After the second trial,10 the jury found the District liable for medical malpractice because of the doctors' failure to administer the antibiotics in a timely fashion and their failure to perform the bypass operation. The jury awarded Mr. Dunmore $850,000 in damages. The District filed a motion for judgment n.o.v. or a new trial in which it reasserted, inter alia, its contention that Dunmore's action was time-barred under D.C.Code § 12-309. After a hearing, the court denied the motion and entered judgment for Mr. Dunmore.

II

In Burns v. Bell, supra, this court held that in medical malpractice cases, a cause of action "accrues" for purposes of compliance with the statute of limitations "when the plaintiff knows or through the exercise of due diligence should have known of the injury." 409 A.2d at 617. The question before us in this case is whether the discovery rule applies to the notice requirement of D.C.Code § 12-309. We hold that it does not.

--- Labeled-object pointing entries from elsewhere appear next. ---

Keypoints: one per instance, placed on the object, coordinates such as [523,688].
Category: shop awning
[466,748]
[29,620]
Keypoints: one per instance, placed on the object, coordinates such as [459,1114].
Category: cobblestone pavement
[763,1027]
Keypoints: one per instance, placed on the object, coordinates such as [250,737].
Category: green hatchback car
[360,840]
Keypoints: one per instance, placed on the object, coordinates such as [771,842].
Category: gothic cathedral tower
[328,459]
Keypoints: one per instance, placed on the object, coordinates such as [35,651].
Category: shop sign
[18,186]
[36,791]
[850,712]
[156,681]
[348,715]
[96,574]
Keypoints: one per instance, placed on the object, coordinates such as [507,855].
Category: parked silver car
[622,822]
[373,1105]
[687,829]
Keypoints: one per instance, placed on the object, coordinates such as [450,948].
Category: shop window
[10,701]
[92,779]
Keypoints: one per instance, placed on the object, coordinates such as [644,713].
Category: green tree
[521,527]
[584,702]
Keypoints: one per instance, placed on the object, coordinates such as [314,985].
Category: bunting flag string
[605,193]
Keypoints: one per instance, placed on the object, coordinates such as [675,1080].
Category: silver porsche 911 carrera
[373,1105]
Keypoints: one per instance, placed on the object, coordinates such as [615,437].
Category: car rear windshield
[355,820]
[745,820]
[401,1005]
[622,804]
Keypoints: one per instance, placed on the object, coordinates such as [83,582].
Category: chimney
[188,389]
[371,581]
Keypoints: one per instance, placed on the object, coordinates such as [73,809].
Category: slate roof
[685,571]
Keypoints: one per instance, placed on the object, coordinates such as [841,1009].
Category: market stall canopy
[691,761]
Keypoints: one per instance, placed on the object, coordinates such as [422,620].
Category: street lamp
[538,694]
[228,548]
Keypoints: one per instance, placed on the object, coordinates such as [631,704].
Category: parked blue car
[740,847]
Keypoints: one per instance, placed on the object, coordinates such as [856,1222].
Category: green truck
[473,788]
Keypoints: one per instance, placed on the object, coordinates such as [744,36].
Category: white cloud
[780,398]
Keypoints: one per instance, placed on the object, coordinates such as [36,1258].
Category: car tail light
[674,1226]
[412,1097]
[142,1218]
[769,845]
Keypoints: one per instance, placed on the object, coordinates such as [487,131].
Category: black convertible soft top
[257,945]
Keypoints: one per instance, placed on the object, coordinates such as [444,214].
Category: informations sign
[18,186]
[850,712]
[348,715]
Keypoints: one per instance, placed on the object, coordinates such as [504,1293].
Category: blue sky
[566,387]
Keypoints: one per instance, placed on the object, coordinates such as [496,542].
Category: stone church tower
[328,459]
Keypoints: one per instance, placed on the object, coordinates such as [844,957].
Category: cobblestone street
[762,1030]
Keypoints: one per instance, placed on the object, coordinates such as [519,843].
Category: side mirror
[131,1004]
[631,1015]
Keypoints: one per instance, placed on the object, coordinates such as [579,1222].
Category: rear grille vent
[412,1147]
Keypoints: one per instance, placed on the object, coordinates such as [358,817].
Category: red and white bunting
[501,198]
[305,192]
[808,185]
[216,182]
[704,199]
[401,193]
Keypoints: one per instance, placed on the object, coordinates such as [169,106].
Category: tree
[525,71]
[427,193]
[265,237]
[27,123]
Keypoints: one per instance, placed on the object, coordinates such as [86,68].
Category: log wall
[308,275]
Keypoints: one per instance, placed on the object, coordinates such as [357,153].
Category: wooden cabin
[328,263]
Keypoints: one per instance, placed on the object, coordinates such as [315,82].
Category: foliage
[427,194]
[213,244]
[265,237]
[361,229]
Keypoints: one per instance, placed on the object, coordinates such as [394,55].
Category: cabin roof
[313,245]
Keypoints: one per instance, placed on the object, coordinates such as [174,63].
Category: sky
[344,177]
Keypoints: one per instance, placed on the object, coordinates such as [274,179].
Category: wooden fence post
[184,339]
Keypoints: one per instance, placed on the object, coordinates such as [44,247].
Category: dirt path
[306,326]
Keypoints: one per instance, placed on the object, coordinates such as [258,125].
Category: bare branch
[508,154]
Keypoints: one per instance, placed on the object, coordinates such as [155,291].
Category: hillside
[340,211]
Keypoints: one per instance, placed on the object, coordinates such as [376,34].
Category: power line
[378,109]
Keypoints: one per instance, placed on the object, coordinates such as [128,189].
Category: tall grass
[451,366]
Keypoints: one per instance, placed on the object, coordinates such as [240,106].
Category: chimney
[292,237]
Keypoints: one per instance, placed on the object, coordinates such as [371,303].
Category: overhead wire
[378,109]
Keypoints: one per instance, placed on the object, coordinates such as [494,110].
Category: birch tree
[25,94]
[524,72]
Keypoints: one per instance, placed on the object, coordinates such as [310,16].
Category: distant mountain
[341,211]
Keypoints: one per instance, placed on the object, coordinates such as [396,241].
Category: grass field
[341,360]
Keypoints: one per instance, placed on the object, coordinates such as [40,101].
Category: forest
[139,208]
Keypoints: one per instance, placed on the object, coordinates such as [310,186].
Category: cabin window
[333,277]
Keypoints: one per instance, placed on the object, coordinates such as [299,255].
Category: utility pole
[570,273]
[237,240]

Our case law has firmly established that, because it is in derogation of the common law principle of sovereign immunity, section 12-309 is to be construed narrowly against claimants. E.g., Hardy v. District of Columbia, 616 A.2d 338, 340 (D.C.1992); Romer v. District of Columbia, 449 A.2d 1097, 1101 (D.C.1982); Gwinn v. District of Columbia, 434 A.2d 1376, 1378 (D.C.1981). Section 12-309 is not, and does not function as, a statute of limitations. Rather, it imposes a notice requirement on everyone with a tort claim against the District of Columbia, and compliance with its terms is "mandatory as a prerequisite to filing suit against the District." Hardy, supra, 616 A.2d at 340; see Gwinn, supra, 434 A.2d at 1378 ("Unless timely notice is given, no `right of action' or `entitlement to maintain an action' accrues"). As we explained in Pitts v. District of Columbia, 391 A.2d 803, 807 (D.C.1978):

The rationale underlying the Section 309 notice requirement is (1) to protect the District of Columbia against unreasonable claims and (2) to give reasonable notice to the District of Columbia so that the facts may be ascertained and, if possible, deserving claims adjusted and meritless claims resisted.

The statutory predecessor of section 12-309 was enacted in 1933 to deal with cases in which suits were filed against the...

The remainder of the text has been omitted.